Enrique Sánchez Lubián


En el Supremo hacen un Moa

Entre las condiciones exigidas para formar parte del Tribunal Supremo figura ser jurista de prestigio y reconocida competencia. Los magistrados que han paralizado preventivamente la exhumación de los restos de Franco seguro que reúnen tal requisito, aunque se han retratado como iletrados en historia. Argumentar que desde el uno de octubre de 1936 el dictador era jefe del Estado, sin ninguna referencia a cuanto ocurría en España en aquellos días, es un desliz de difícil justificación, que se asemeja mucho a las tesis defendidas por Pío Moa en su revisión franquista de la II República y la Guerra Civil.
Dos meses y medio antes de tal fecha, una parte del Ejército, en connivencia con destacados civiles, perpetraron un fallido golpe que derivó en fratricida enfrentamiento. A finales de septiembre de aquel año, tras la toma de Toledo por las tropas de Varela, los altos mandos militares sublevados acordaron designar a Franco como «Jefe del Gobierno del Estado, mientras dure la guerra civil». Dos días después, cuando el decreto fue publicado, la acotación final quedó suprimida y sustituida por «quien asumirá todos los poderes del nuevo Estado». Tras ser investido como tal en Burgos, el uno de octubre quedó fijado como ‘Día del Caudillo’. Y así fui obligado de niño a estudiarlo: «en agradecimiento a sus servicios -rezaba la enciclopedia Álvarez-, prometámosle hoy nuestra adhesión y cariño».

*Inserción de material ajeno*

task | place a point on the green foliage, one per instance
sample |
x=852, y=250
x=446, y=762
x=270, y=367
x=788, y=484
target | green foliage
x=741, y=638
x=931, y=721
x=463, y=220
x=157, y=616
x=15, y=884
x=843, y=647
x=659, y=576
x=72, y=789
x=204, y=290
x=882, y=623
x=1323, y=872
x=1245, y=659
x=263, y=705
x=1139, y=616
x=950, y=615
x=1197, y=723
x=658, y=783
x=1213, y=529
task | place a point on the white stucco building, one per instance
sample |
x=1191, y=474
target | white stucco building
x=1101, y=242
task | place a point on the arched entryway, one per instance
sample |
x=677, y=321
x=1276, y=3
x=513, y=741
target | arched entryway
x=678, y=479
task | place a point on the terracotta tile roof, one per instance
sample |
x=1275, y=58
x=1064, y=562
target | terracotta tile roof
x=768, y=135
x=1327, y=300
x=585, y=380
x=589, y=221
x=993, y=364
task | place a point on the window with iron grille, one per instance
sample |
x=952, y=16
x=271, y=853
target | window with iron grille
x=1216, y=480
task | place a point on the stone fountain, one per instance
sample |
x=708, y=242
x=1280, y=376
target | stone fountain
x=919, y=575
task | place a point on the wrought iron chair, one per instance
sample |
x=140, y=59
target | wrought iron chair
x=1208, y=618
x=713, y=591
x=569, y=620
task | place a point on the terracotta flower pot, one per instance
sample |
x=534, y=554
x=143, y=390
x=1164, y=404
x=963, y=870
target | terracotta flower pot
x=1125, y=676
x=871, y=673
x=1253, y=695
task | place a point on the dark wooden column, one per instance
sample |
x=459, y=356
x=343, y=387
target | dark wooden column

Datos del Eurobarómetro y del Índice sobre los Sistemas Judiciales en la UE dicen que España es el cuarto país comunitario donde sus ciudadanos perciben mayor falta de independencia de su sistema judicial, con un 55% de la población que la considera ‘bastante mala o muy mala’. Sin entrar en el fondo jurídico del auto del Supremo, aseveraciones como la comentada en esta columna no ayudan a mejorar la imagen de jueces y magistrados. Elevando al dictador a la condición de jefe de Estado y obviando la legitimidad que correspondía a Manuel Azaña como presidente de la República, en vez de contribuir a normalizar la exhumación, calientan al personal y dan cariz épico al empeño por cumplir, contra vientos y mareas burocráticas, administrativas o judiciales, lo decidido por el gobierno y el Congreso de los Diputados. Como anda diciéndose por ahí, va a costar más sacar a Franco del Supremo que del Valle de los Caídos.